I choose to spend time in Vermont because of the beauty of its land and the character of its people. The landscape will never be the same after yesterday, but the people remain. Thank God, the people remain. They will rebuild, and I hope to help them. Us. For while I do love California, my heart stays in Vermont. It's there I would be if I could be anyplace, even today, even yesterday.

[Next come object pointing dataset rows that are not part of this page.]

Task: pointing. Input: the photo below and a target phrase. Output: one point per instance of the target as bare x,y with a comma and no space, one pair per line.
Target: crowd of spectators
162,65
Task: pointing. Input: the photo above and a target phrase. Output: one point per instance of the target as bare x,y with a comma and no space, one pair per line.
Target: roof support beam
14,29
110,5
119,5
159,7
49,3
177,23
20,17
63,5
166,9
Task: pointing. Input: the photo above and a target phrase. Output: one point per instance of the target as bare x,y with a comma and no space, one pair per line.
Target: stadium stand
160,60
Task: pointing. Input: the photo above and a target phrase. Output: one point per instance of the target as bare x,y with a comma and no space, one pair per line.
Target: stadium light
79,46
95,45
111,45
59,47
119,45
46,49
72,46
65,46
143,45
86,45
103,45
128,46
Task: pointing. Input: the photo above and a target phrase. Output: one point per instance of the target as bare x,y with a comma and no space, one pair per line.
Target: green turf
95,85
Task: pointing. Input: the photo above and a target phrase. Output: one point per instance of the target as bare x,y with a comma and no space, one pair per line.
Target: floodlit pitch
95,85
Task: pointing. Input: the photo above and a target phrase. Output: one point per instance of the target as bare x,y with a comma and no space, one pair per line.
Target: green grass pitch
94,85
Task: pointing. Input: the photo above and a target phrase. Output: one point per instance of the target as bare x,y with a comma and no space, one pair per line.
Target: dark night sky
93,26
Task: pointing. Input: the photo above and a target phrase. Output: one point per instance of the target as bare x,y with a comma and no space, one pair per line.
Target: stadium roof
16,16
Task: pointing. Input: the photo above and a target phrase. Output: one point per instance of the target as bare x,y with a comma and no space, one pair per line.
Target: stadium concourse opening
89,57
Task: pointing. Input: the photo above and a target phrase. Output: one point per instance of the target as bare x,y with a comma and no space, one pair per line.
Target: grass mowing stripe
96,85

If you are the praying kind, please join me in this one for my beloved Vermont:
Please replenish the stores of strength of the citizens of Vermont, for they are going to need plenty extra in the days and weeks ahead as they begin to rebuild. Especially bless, keep, and help the rescuers who are working, tirelessly and selflessly, to mitigate the danger wreaked by these floods. For those who have lost homes, loved ones, animals, their livelihood, and more, please wrap them in your love as they grieve and help them to find their way when they are ready. Bless them with comfort and, eventually, peace, so that they can return to the best life they can craft out of this chaos. Remind them that they are capable, brave, and, above all, Vermonters: indomitable pioneers who can always begin anew while never losing a sense of belonging to the history that will always live in these Green Mountains, a past of virtue, fierce independence, freedom, and unity that can never be taken away. Remind the world, Lord, that Manhattan may have escaped these raging waters, but Vermont and its people did not. Shine your light on Vermont, so that the world may see the help it needs to rebuild and to care for its people again. God, please bless, keep, and restore to health the brave little state of Vermont.